Аббат дю Шель был погружен в подобное скорбное размышление, когда капуцин почтительно вошел в его комнату.
– Ваше преподобие! – обратился он к нему. – В этом доме умирает еретичка.
– Знает она о новых указах, касающихся раскольников? – мрачно спросил первосвященник.
– Не знаю, отец мой.
– Просветите ее и всех живущих в этом доме.
Капуцин вышел. Он приказал провести себя в комнату, где умирала мать г-жи Кавалье. Торжественно позвал он туда слуг и тех из пахарей, которые оставались на хуторе. Он громко прочел им следующее место из указа от 29 апреля 1686 г., которое, согласно новым повелениям короля, должно было быть применяемо ко всем протестантам:
«Мы объявляем и приказываем сим рескриптом, подписанным нашей рукой, что если кто-либо из наших подданных того или другого пола, произнесший отлучение от так называемой реформации, заболев, откажется принять священника или духовника со св. дарами и заявит, что желает умереть в протестантской вере, в случае если вышеуказанный больной выздоровеет, он подлежит суду наших уполномоченных, которые и должны приговорить виновного: мужчину – к уплате значительной денежной пени и к вечной каторге при отобрании имущества; женщину – к вечному заточению. Что касается больных, которые объявят, что желают сохранить свою веру и откажутся от причастия по обряду католической церкви и умрут в подобном несчастном заблуждении, – мы приказываем, чтобы суду преданы были их память и их трупы, которые должны быть вытащены и выставлены на заборе и брошены на живодерню, а имущество их отбирается».
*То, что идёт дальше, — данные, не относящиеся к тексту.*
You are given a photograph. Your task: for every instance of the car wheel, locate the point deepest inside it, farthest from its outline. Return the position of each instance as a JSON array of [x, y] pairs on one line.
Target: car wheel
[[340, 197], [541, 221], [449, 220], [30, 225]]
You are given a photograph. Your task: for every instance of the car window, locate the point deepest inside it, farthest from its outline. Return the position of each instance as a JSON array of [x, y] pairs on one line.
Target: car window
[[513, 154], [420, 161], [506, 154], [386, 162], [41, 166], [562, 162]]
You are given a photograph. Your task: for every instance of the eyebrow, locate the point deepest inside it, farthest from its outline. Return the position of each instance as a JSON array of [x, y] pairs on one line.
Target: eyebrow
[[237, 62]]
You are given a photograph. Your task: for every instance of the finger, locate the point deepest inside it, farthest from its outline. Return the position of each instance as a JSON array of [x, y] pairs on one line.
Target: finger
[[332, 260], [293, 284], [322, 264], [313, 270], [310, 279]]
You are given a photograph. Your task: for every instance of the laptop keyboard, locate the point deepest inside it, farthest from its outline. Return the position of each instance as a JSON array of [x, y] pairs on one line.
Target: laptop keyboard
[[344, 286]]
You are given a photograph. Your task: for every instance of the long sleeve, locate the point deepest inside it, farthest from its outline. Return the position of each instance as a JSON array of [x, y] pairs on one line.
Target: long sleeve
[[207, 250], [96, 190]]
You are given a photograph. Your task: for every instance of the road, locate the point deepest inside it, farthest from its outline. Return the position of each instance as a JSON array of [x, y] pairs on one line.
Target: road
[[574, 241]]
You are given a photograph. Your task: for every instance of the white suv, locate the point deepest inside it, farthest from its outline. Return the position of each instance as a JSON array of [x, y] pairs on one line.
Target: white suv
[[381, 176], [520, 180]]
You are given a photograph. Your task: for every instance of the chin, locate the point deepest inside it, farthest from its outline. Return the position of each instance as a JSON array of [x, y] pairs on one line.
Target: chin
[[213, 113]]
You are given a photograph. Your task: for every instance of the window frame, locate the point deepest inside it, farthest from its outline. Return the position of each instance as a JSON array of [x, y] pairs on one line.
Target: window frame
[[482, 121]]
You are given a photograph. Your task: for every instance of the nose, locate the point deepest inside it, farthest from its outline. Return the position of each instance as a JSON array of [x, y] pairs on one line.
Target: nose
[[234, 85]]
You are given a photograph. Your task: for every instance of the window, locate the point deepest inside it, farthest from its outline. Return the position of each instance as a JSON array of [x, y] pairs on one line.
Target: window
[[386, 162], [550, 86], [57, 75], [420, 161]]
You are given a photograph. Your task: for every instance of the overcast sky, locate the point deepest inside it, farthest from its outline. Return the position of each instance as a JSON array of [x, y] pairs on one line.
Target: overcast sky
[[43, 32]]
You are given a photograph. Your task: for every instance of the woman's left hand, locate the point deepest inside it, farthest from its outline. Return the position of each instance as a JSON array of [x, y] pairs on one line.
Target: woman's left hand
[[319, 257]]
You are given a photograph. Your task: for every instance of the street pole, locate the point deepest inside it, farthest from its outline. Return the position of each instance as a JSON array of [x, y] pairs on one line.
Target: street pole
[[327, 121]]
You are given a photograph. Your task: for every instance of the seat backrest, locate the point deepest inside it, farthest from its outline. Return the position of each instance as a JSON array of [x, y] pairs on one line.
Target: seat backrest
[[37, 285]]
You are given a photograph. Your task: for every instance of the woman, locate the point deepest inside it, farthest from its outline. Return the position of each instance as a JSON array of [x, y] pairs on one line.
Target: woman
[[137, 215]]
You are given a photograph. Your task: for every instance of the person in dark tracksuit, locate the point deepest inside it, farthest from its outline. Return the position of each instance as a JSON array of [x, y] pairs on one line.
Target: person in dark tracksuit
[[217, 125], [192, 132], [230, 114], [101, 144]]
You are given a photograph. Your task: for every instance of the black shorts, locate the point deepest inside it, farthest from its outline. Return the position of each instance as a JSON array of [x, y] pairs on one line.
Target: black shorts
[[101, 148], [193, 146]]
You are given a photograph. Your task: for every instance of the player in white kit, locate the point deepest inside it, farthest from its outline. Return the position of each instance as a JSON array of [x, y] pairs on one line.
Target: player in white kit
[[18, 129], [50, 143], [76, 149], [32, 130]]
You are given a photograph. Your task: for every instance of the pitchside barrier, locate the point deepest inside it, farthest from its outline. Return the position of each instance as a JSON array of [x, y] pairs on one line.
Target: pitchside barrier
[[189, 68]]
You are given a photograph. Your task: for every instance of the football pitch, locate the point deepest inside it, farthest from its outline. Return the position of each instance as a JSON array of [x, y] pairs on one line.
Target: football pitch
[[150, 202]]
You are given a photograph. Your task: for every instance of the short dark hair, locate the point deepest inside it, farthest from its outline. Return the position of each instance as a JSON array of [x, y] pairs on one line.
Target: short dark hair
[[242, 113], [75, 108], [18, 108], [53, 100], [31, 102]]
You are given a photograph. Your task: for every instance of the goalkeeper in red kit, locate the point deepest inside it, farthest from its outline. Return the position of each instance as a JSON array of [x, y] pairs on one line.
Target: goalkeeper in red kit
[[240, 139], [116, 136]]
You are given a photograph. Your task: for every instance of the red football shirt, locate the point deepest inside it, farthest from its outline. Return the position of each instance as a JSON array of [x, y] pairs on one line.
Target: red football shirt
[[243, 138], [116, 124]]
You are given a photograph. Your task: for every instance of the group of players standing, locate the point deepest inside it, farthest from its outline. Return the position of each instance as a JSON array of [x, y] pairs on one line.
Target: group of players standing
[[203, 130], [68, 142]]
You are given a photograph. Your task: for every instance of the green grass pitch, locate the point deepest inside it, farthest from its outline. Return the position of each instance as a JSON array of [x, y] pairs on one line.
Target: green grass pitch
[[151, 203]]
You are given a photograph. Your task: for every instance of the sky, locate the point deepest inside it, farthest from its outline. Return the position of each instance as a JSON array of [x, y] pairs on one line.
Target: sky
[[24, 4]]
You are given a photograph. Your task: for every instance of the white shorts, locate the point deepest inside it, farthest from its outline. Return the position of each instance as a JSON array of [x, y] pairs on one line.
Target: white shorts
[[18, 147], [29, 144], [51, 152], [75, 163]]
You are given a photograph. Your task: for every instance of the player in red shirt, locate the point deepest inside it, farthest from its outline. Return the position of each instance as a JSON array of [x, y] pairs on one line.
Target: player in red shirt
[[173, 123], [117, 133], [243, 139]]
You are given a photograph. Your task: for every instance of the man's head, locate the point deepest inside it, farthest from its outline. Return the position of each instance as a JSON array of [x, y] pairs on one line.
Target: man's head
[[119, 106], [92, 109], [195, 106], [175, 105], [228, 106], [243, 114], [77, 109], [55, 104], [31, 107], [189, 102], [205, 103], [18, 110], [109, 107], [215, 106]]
Пахари и слуги встретили чтение этого страшного указа глухим ропотом, полным ужаса и отчаяния. Умирающая собрала все силы, чтобы подняться со своего ложа и крикнула громким голосом:
– Эти угрозы не устрашают меня. Я умру, верная своему Господу.
Потом, упав на подушку, она тоскливо призывала дочь и решительно отвергла настояния капуцина, предлагавшего ей св. дары. Преподобный отец отправился сообщить первосвященнику об исходе его миссии.
В это мгновение микелеты капитана Пуля вступили в деревню.
МИКЕЛЕТЫ
Обыкновенно столь спокойное местечко Сент-Андеоль, на утро после приезда первосвященника, имело вид военного постоя. Присутствие микелетов капитана Пуля еще увеличило суету. Это сборище жестоких и необузданных партизан, состоявшее из людей всевозможных национальностей, преимущественно, однако, из руссильонских горцев, расположилось на церковной площади. Они стояли на довольно далеком расстоянии от сен-серненских драгун, так как между этими двумя отрядами царствовала известная неприязнь. Микелеты не носили мундира. Большинство, в подражание начальнику, одевались в платья, отобранные у неприятеля. Тут виднелся простой камзол пьемонтцев, там голубые и желтые казакины имперцев, далее кокетливые курточки барбетов. Многие носили длинные безрукавки из грубой шерстяной материи коричневого цвета, называемые в Руссильоне «коллитейками», такие же штаны и зеленый шерстяной пояс. Единственное однообразие в их вооружении представляли лядунки на поясе и короткий карабин с колесцом, к которому микелеты, как хорошие стрелки, и прибегали преимущественно. Некоторые носили шишаки, другие – поярковые шляпы, остальные – шапки. Одни имели на себе панцири, другие – стальные сетчатые нагрудники, третьи – железные наплечники; наконец, некоторые надевали буйволовую кожу. Также разнообразно было и их наступательное оружие – шпаги, кинжалы, сабли, военные топоры. Каждый выбирал оружие по своему вкусу и носил его подвешенным на поясе от лядунки.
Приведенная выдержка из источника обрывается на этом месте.